When you buy a property, you will invariably sign a huge pile of closing and mortgage documents. Each document can have hundreds of pages or even more. Thus, they can occupy a lot of storage space, so you need to select important ones to file. At the same time, you should take care not to destroy or throw out any crucial files.


It’s vital to keep these files after closing on the home. You could need them in the future if you are required to file a claim against either any member of your house buying team or the seller. Your closing firm will also preserve your closing files, but it’s smart to keep them at hand while you’re living in the house, and when you prepare yourself to sell the property. In this article, we list the documents you should store in an accessible and safe location:


Purchase Agreement


The property buying agreement is a legal contract signed by the seller and buyer. It defines the conditions and terms for the house purchase, including the price, important terms and rights, closing rights and other

conditions agreed to by both entities.


You must follow the provisions defined in the purchase agreement. The seller or buyer could face legal consequences if they do not adhere to the terms stated in this document.


Riders, Amendments or Addenda


You also need to secure the above documents that amend or alter your purchase contract’s terms. They are related to home appraisals or inspections. You can utilize them to clarify any problems you may face in the future or rectify any clerical errors associated with the buyer’s or seller’s name.


Buyer’s Agent Contract


You sign this agreement when you recruit the services of a property agent to help you with the purchase. This contract between the brokerage firm and yourself outlines the agent’s relationship terms with you. It provides details on the services the agent has agreed to offer you, and the contract termination terms. The agreement informs who covers the commission costs, which is usually the selling party. Keep this contract in case you face a concern with the property agent after the transaction is closed.


Home Inspection Report


The home inspector creates this report that shows your property’s condition and any potential issues. The report lists the inspector’s conclusions and highlights the home areas maintained in ideal condition and those that need replacement or repair. It also includes pictures of any problem areas. You need to keep this report so you can plan the needed repairs later. If there is a digital copy of this report, keep it in secure in cloud storage so that you have a backup.


Seller Disclosures


The law requires sellers to inform potential buyers about certain issues related to their home. This regulation is referred to as “caveat emptor” and it means buyer beware. Each state has its own disclosure rules which may include mold, pest infestations, lead-based paint, asbestos, and repairs executed without a proper permit.

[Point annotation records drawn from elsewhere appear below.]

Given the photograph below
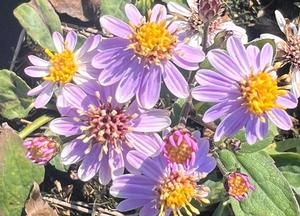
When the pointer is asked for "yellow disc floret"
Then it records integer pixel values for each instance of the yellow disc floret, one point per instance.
(176, 191)
(62, 67)
(152, 41)
(261, 92)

If a seller fails to inform about these issues as per state laws or government laws, they may face lawsuits. Secure these documents safely in case you face a major issue with your house, so you can make the selling party accountable.


Closing Disclosure


This document is given by the mortgage provider to a loan borrower a few days before the settlement takes place. It provides information such as the loan period, loan type, interest rates and the estimated expenses related to your mortgage and closing. You can use this vital document to obtain deductions when filing your income taxes.


Property Deed


This legal document confirms that you are the owner of your home. It affirms that you hold the property title of the house that you’re living in. This document is delivered to you after the public records department in your county records the title transfer files. Ensure to keep the physical file secure because both the title firm and the mortgage provider are not required to preserve a copy of this document.


Title Insurance Policy


This policy provides protection from any competing claims to your home as well as any issues regarding lawful ownership status or the property title. Your title insurance policy will pay for the costs if somebody attempts to claim your property and wishes a lawful settlement. The policy will also cover the expenses of any current property liens for debts like delinquent taxes owed by the former house owner.


Homeowner’s Insurance Policy


Your homeowner’s insurance policy includes your policy number, premium notice, and the conditions and terms of your homeowners’ insurance. Keep these files handy and regularly update them so that you have all of the needed types of polices. The policies can also provide coverage to meet the costs of natural catastrophes such as an earthquake, floods, hurricane or fire.